71. Murrey - Take pork and veal and soak it and grind it, and draw it with the same broth; then take bread grated, and powder of Ginger and Galingale, and Honey, and caste there-to, and boil it together; and make it thick, and color it with saunders and serve forth.

Interpreted Recipe                                                                             Serves 1 as a main, 2 as a side

1/4 Pound ground pork, or ground pork and veal
1 Cup broth (beef, chicken or a 50/50 mix)
1 Tsp. Honey
1/8 Tsp. Ginger and Galingale
3 Tbsp. Bread Crumbs (I used Rastons)
1-2 Tsp. Sandlewood (I had chips--see below for why I didn't use them)
Salt and Pepper to taste

Place your broth in a pot and add the sandlewood chips (please note: my daughter wanted to test out a "burgundy" food dye for an upcoming play on red velvet cake, so we skipped this entirely, and instead added the tiniest amount of the food dye to the broth. This turned it a lovely "raw meat" red and led to a few questions about food safety--do not do this ever!!!! The picture shows questionably colored meat but I do assure you, was thoroughly cooked, albeit dyed pork!)

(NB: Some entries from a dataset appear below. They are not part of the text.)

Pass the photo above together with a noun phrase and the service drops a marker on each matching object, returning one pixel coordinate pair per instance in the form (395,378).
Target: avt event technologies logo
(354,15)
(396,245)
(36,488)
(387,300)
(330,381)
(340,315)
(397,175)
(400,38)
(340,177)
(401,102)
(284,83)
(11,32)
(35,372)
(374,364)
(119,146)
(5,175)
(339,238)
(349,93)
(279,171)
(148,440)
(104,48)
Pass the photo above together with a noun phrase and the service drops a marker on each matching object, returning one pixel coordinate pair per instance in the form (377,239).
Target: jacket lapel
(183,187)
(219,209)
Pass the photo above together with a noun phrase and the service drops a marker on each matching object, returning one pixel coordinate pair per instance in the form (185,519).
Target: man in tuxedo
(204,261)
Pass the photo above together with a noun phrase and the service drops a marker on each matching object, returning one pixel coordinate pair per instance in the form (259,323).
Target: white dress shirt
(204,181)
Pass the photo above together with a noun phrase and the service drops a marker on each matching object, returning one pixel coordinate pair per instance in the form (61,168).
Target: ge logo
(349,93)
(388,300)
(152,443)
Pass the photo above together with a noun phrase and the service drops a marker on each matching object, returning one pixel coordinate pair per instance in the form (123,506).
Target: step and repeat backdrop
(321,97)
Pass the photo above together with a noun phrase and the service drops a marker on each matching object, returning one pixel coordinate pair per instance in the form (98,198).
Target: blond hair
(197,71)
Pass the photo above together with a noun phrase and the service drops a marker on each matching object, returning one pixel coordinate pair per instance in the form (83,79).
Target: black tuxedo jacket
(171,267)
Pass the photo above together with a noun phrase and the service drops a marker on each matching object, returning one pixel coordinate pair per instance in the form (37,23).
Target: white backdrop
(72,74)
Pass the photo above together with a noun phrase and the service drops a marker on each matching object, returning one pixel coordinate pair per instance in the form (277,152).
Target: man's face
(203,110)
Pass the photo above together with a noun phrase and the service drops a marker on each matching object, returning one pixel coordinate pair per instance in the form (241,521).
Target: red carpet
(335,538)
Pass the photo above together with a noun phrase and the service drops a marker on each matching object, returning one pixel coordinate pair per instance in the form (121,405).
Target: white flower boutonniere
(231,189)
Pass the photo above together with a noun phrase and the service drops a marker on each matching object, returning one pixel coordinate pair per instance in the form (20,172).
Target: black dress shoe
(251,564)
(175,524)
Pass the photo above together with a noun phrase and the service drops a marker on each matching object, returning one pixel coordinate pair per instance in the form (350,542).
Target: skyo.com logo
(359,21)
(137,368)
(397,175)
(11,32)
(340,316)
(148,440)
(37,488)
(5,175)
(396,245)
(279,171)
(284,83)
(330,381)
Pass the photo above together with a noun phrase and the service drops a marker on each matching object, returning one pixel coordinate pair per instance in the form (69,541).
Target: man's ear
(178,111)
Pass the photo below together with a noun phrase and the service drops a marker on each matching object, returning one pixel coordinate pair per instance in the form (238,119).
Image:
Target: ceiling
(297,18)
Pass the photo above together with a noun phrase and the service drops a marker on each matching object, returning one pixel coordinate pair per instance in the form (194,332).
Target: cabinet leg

Bring the broth to a simmer and remove from the heat.  Allow the sandlewood to steep until the broth takes on a reddish hue (approximately 5-15 minutes) then strain the chips from the broth.

Return the broth to the stove, and add the ground pork, making sure to break it into small pieces as you add it to the broth. Once the pork has been added and begins to cook add the honey, ginger and galingale.  Let cook until the pork has been cooked through, and add the bread crumbs. Once the bread has been added stir the mixture until the sauce has thickened to your preference.  Remove from heat, taste for seasoning and serve.

These are very easy to put together and an effective use I believe for any leftover ground pork, or in this case, pork and veal (or hamburger) that you might have.  It reminds me of bolognese sauce made without tomato.  I could almost imagine that this could be one of the very earliest recipes for the great modern day Italian bolognese sauce.

The beauty of this dish is that we are told to "make it chargeaunt", meaning, make it thick, but the thickness of this dish is up to the cook. Like Rapeye, I chose to make this a very thick, almost dry, sauce. I do know that I will be serving this dish again in the future, possibly as a sauce to put with rice, or noodles.

Rapeye (on the left) and Murrey (on the right) two examples of a medieval meat sauce.
Similar Recipes:

An Anonymous Andalusian Cookbook (Andalusia, 13th c. - Charles Perry, trans.)

A Dish of Murri from Any Meat You Wish. Put meat in the pot and throw on it spices, an onion pounded with cilantro and salt, and throw on it three spoonfuls of murriand one spoonful of vinegar, and the same of oil, and fry and cover with oil and cook until done and browned. Ladle out and sprinkle with pepper and cinnamon. If you omit the vinegar, it is good, and if you throw in soaked garbanzos and a little rue, it is good, God willing.